We have kids who are here three months, six months, nine months, a year, even a year and a half, going through cancer treatment or burn therapy, so we wanted to figure out how to create a space for kids that essentially disguises therapy as fun, and makes fun a part of the healing process. It will be two stories, 18,000 square feet. It’s going to have a Ryan Seacrest studio in it. It’s going to have a Jazz Fest studio in it. It’s going to have a Mardi Gras float. It’s going to have a Drew Brees football zone. It’s going to have nine holes of miniature golf. Something like this has never been done in a children’s hospital before.
We are also building a brand new, state-of-the-art, 60-bed neonatology unit — a new NICU. We’re the only Level Four NICU in the state that has all of the medical and surgical specialties that are needed right to take care of the sickest and tiniest babies. This is important because we’re in a state right now where the rate of premature births continues to increase. For instance, for micropreemies — babies born at 28 weeks or earlier — we had 44 in 2025, a 30% increase over the previous year.
We’re also going to be expanding our outpatient behavioral health access across the city, across all of our schools.
And then, something I don’t think most people know, is that we’re the only children’s hospital in this entire region, and only one of a handful in the country, that has a cure for sickle cell disease. We take care of the most kids in the country that have sickle cell disease. What I’d like to see us do is continue to expand that because right now that treatment is only available for, I believe, kids 11 years and older. We want to reduce that age through clinical trials to down to age 5.

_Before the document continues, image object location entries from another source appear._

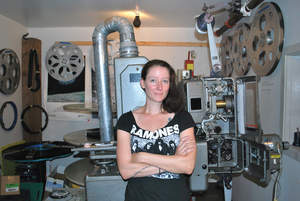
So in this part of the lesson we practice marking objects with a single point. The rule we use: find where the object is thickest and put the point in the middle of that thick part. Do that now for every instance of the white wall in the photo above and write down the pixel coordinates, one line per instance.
(11, 37)
(62, 122)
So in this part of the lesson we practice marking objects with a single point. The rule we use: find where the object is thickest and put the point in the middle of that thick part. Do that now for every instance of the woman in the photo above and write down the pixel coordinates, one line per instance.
(157, 174)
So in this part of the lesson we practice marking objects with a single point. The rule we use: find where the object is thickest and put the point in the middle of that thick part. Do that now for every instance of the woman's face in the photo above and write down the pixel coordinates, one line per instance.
(157, 83)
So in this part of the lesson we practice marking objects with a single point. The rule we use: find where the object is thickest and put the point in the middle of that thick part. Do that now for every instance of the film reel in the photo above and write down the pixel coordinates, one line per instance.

That’s so important because the quality of life with sickle cell is so poor. It’s an incredibly painful disease. The pain episodes are horrible. They’re described like shards of glass going through your veins, and untreated, it can take 30 years off a person’s life.

On Upping The Ante In 2026
“I already signed up for another 100-mile race. This one is in Steamboat, Colorado. This one has more of an increase in elevation — instead of 15,000, it’s 23,000 feet of climbing. My plan is to do two 100-mile races this year. This is all in preparation for what I want to do in 2027, which is run the Moab 240.
My wife and family are very supportive in all of this. I actually met my wife, Jill, at the start of a 200-mile relay race. She was on a team of nine and I was on a team of three. I chased her for 200 miles until she’d go out with me. We went on a date the next day.
We got married that same year, in 2010. We have five kids between us. She’s awesome. She’s the chief HR manager at LSU. She still races too, and she’s way better at it than I am, so I’ve got a good role model there.”